This soup is very common among Chinese, regardless whether you are an American Born Chinese or a Chinese from Hong Kong, Taiwan, China, Singapore, Malaysia, Australia or Canada. In Hong Kong, this soup also known as Lo Sung Tang (罗宋汤).
Don’t know why this soup is known as ABC Soup, I asked among my friends and researched online, but seems like no one aware of the history. There are many answers and some are rather weird but I identify a few most common answers as follows;
- The soup contains vitamin A, B & C.
- The soup have common ingredients Carrot, Potatoes and Onion.

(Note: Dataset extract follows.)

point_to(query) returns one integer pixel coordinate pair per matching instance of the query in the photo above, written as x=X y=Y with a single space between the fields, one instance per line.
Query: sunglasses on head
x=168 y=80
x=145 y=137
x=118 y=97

- The soup is as easy as ABC to prepare
During my first year posting in France, I have this soup on my menu every week and sometime even twice in a week. It is easy to prepare and I can cook a pot which I can have it for 2 days, reheat on second day, for 2 persons. My house mate quite like this soup and he don’t mind having it even everyday. I love this soup also because it is very healthy soup, there is no need of any seasoning, the taste is naturally from the ingredients. The ingredients also easy available everywhere. This soup also very easily to configure thus producing different results. This soup normally serve as main course soup together with steam rice. You can have more potatoes to replace steam rice. During winter, I will add more pepper corn to increase the spicy and you can feel the soup heat your body up. If you decide not to use pork rib, but using pork or chicken breast, then you need to have some chicken bones or pork bones to simmer in the soup, I realise this is an important ingredient that contribute to the taste of the soup. I also come across friends making this soup vegetarian way, no pork rib or chicken bone. It has a different taste but still quite nice to me.
Ingredient (Serves 6)
- 3 litres water
- 1/2 kg pork rib, or chicken breast, cut into chunk together with chicken bone
- 2 carrots, peeled and cut into rough chunks
- 2 potato, peeled and cut to chunks
- 2 tomatoes, quartered
- 1 large onion, quartered
- 1 sweet corn, cut to chunks
- 1/2 of a whole garlic bulb
- some whole white peppercorn (depending the level of spicy you wanted the soup to be)
- Cut the spare ribs with bite size pieces. Boil to remove the blood & then drain.
- Lightly slice an ‘X’ on the skin of the non-stem end of the tomatoes. Blanch the tomatoes in boiling water, remove then peel. Quartered tomatoes.
- Boil the water, add all the ingredients and simmer for 90 – 120 minutes.